When Vision Overrides Language: Evaluating and Mitigating Counterfactual Failures in VLAs

Imagine you have a very smart robot assistant. You've trained it by showing it thousands of videos of it doing specific chores, like "pick up the red cup" or "put the cookie in the box." The robot is great at these tasks because it has memorized the visual patterns: Red cup = grab here. Cookie box = move there.

But here's the problem: The robot is too reliant on what it sees and not enough on what you say.

This paper is about a glitch called "Counterfactual Failure." It happens when you give the robot an instruction that doesn't match its training, but the scene looks familiar.

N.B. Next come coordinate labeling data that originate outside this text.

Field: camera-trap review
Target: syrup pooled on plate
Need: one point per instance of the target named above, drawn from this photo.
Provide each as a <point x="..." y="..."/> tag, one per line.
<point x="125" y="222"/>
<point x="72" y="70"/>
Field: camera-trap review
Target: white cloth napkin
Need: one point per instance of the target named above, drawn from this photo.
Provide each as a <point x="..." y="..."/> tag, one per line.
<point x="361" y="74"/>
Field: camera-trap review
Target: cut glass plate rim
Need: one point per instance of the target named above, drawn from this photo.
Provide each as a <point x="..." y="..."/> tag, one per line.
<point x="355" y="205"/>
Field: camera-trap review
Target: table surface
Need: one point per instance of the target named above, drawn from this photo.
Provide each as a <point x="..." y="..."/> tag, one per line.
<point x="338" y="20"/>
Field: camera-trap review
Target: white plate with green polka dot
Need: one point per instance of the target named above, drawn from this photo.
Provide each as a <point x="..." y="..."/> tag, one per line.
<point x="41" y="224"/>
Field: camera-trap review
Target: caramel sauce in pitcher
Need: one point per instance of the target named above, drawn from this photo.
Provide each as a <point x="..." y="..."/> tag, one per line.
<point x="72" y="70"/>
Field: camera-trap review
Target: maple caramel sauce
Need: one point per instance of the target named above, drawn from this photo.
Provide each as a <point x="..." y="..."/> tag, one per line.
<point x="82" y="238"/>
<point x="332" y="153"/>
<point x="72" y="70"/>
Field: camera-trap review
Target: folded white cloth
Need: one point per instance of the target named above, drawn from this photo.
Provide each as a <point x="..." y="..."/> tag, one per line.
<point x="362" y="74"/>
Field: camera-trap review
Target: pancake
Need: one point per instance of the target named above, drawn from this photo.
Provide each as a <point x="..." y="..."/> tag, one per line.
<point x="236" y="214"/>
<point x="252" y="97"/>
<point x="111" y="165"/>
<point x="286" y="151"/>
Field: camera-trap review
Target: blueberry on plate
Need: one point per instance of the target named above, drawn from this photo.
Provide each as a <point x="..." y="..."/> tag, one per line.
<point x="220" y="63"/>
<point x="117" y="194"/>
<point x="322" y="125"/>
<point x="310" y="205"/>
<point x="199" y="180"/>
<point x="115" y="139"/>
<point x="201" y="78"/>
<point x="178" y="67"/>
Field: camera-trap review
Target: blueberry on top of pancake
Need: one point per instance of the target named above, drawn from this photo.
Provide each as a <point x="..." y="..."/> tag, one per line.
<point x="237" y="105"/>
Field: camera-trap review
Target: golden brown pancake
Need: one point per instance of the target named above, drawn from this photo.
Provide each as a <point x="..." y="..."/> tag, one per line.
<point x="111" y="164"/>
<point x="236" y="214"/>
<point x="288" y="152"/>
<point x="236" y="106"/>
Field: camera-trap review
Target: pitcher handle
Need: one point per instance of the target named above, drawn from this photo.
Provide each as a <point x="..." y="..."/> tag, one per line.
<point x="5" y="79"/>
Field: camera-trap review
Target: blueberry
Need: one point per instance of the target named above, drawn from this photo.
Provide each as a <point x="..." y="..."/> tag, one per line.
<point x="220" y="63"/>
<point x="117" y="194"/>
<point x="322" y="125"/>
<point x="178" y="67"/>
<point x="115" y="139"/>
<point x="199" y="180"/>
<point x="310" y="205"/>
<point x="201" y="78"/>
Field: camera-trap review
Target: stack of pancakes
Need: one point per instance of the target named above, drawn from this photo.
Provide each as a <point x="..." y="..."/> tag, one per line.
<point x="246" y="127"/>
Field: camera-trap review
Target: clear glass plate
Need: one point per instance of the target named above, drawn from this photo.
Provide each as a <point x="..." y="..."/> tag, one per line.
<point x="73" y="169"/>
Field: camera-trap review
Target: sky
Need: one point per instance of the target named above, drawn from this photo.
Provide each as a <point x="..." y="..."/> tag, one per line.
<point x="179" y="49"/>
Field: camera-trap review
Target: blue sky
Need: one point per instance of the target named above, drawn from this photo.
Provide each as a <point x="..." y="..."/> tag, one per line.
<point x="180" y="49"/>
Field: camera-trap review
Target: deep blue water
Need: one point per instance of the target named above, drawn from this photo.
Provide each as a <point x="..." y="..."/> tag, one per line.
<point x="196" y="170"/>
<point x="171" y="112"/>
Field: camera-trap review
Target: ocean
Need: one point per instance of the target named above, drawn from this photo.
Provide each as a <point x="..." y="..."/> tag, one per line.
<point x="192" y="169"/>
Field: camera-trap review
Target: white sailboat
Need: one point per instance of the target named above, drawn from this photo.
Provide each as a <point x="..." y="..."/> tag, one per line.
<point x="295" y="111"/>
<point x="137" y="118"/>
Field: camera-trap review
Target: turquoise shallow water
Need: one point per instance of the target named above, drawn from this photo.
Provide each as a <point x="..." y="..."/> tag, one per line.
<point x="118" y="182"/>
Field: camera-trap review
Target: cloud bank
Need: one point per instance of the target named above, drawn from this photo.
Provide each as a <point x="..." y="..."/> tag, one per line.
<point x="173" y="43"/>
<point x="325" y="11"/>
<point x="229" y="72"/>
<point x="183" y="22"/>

The "Musical Chairs" Analogy

Imagine a game of musical chairs.

The Scene: There is a table with a Tape dispenser and a Mustard bottle.
The Training: The robot practiced 1,000 times to "Pick up the Tape." It learned that Tape = Action.
The Test: You walk in and say, "Please Pick up the Mustard."

What happens without the fix?
The robot looks at the table. It sees the Tape. Its brain screams, "I know this! I've done this a thousand times!" It ignores your voice completely, grabs the Tape, and puts it down. It failed to listen to you because the visual cue (the Tape) was too loud.

What happens with the fix?
The robot pauses. It realizes, "Wait, the user said 'Mustard,' not 'Tape.' Even though the Tape is right there, I need to listen to the instruction." It picks up the Mustard.

The Core Problem: "Vision Shortcuts"

The authors found that current robot brains (called VLAs or Vision-Language-Action models) are lazy. They take "vision shortcuts."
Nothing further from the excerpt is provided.